И действительно, как я, увлекшись поисками, сразу не заметил: небо ясное, чуть розовое, солнце клонится к горизонту, будто померкло, не греют его лучи и озеро потемнело у горизонта, стало густо-синим, ржаво-коричневым у берегов.

— Странное творится с солнцем! — твердит Илья. — Пыльная буря поднялась на западе, что ли?

Необычное освещение неожиданно порождает неясное чувство беспокойства. Но надо заниматься поисками, и я, засунув голову под очередной куст, напрягаю зрение, пока не слышу возгласа моего помощника:

— Вот чертовщина! Сдул ветер многоножек!

Случилось то, что я больше всего опасался…

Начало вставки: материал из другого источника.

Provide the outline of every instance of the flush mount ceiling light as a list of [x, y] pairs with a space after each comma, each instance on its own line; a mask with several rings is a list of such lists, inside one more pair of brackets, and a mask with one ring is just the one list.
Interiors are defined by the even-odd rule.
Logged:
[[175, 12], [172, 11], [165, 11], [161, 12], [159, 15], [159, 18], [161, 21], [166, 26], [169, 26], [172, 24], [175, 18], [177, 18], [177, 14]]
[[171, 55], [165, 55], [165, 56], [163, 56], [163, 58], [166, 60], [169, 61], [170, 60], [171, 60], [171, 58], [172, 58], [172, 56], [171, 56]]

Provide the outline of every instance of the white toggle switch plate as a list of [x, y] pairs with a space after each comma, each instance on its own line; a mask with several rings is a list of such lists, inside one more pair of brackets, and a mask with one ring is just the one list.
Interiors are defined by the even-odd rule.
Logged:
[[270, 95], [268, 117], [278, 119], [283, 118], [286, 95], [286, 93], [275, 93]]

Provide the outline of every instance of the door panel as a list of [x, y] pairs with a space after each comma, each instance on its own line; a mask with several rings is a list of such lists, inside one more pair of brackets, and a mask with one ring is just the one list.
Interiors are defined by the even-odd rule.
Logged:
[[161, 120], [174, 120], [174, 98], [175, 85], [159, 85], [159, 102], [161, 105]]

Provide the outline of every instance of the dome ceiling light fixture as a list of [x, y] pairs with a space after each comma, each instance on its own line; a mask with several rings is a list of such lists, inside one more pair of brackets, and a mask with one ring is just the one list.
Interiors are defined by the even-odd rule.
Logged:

Солнце же еще больше потемнело. Странные тени побежали по земле. Озеро стало зловеще фиолетовым, с белыми, будто снежными барашками. Заснять бы на цветную пленку неожиданную игру цветов простора, но экспонометр показывает очень малую освещенность.

Пустыня, фиолетовое озеро, красные горы, розовые тростники, холодное, будто умирающее солнце — все было необыкновенным. Надо было посмотреть на солнце. Но от беглого взгляда через сильно прищуренные веки в глазах замелькали красные пятна. Через ткань сачка тоже ничего не увидеть. Были бы спички, можно было бы закоптить стекла очков. Но оба мы некурящие.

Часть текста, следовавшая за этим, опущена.